For our project, we are interested in using survival analysis. Suppose that there is a true survival time, T, as well as a true censoring time, C. The survival time represents the time at which the event of interest occurs: in this dataset, the time (in days) at which a participant is voted out. The censoring time is the time at which a participant drops out of the game show or survived until the last day of the show.
We observed the survival time T and censoring time C. Suppose there is a random variable Y
\[Y = min(T,C)\]
In other words, if the event occurs before the censoring such that T \(<\) C, then we observed the true survival time T. If censoring occurs before the event such as T \(>\) C, then we observe the censoring time.
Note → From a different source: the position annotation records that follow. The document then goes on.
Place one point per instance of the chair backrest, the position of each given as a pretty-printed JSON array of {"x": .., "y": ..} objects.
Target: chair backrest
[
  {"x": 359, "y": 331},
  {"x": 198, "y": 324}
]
The status indicator as,
\[\delta = \left\{ \begin{array}{ll} 1 & T\leq C \\ 0 & T > C \\ \end{array} \right. \]
Thus, \(\delta\) = 1 if we observe the true survival time, and \(\delta\) = 0 if we observe the censoring.
We use the Cox-propositional hazard model to evaluate the effect of several factors on survival time in Survivor. It allows us to examine how specified factors influence the rate of the event that we are interested in at a particular point in time. This rate is the hazard rate. Covariates are age, gender, poc, personality type, and region in this model. The Cox model is expressed by the hazard function denoted by h(t). Briefly, the hazard function can be interpreted as the risk of voted out at time t. It can be estimated as follows: \[h(t) = h_0(t)\exp(x_1\beta_1 + x_2\beta_2 + x_3\beta_3 + x_4\beta_4 + x_4\beta_5)\] where,
Suppose we have a single predictor \((p=1)\), which we assume to be binary. We aim to determine whether there is a difference between the survival times of the observations in the group. For instance, we consider a test to compare difference survival times between females and males. The null hypothesis is that the two groups have identical hazard functions: \[H_0: h_1(t) = h_2(t)\]
## reading in data
survivor_data_final =
read.csv("data/survivor_data_final.csv")
## Create status and time variable
# filtering of seasons moved to data wrangling file
# replaced all survivor_final with survivor_data_final since filtering was moved to use for EDA
status <- c()
time <- c()
for (i in 1:nrow(survivor_data_final))
{
if (survivor_data_final[i,17] == "Quit") {
status[i] <- 0
time[i] <- survivor_data_final$days_survived[i]
}
else if (survivor_data_final[i,17] == "Sole Survivor") {
status[i] <- 0
time[i] <- survivor_data_final$days_survived[i]
}
else if (survivor_data_final[i,17] == "Runner-up") {
status[i] <- 0
time[i] <- survivor_data_final$days_survived[i]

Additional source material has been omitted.